Thor is a dual-purpose dog, which means he can also apprehend suspects or protect an officer in the event of a fight.
“There are multiple facets of what K9s can do,” Ellis said. “There is an officer safety component to what Thor does and what this new dog will do as well.”
In the past six weeks, McDearmid said she was pulled out of school once to contribute Thor to a search.
“It has to be high-priority case to pull me out of the school,” she said.
The ability to have two dogs available for patrol duties, and one that isn’t expected to remain for much of the day on the Bret Harte High School campus, would allow for the department to have “a dog available more often than not,” Ellis said.
“He does nothing until there is a need. If there is a reason for us to conduct a search, he will be utilized for a narcotic search for a vehicle. If there is a justification for apprehension at the time, then a dog could be sent on the person,” he added.
Ellis said the department initially hoped Ryder could be in the field by January, but they’ve raised about $1,700 of $10,000 to $12,000 needed to purchase the dog from Top Dog Police K9 Training and Consulting, which is located in Modesto.
“We’re kind of waiting to see how the donations pan out in the next month or so,” he said.
Ellis said no plans were confirmed, but the K9 association may host a raffle or a barbecue.
“We just want to get the dog paid for and on the street as soon as possible,” Ellis said.
Eads said the K9 program budget was $7,900 of the $1.7 million Angels Camp Police Department budget. The $7,900 was used for annual training for the dog and its handler, she said.
“It's not a large cost when compared to the impact and appreciation that the K9s have in our community. They are really loved and appreciated,” she said. “The community has said it's completely disarming when you get to approach a dog and get to know the officer handling them.”
Eads said a city resolution would be required to accept the dog from the K9 association.
Ellis said he believed that Thor was purchased by a previous K9 Association, a 501(c)(3) that was established by Fordahl and Portinga before his arrival in Angels Camp.
The current association was nearly established, he said.
According to a press release from the K9 Association, the Calaveras County Sheriff’s Office has one cross-trained dog and a single-purpose narcotic connection K9 team.

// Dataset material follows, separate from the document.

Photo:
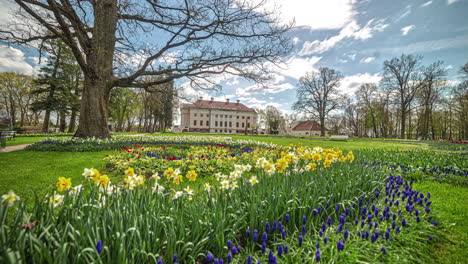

Ellis said that his bonding with Ryder had already revealed the dog’s potential. He described Ryder as social and energetic with an affinity for toys, but added that he was docile when spending time with Ellis’ wife and kids.
“He's not like a vicious dog at all,” Ellis said. “We want him to be out with the public and people can pet him. We want him to be friendly and also flip a switch if need be.”
McDearmid said Ryder seemed to already have a “good base to him” for obedience, bite work and narcotics detection, and added that he was “a big boy.”
“We want to get the word out. I don't think people understand how important the dogs are to us and how important they are to the community for what they do. It will really raise the awareness that will bring in the donations,” she said.
The Angels Camp Police Department is funded for one chief, two sergeants and four officers, one of which is the school resource officer. K9s usually stay in service until they are about 10 years old, at which point they are retired and usually kept as at-home pets, Ellis said.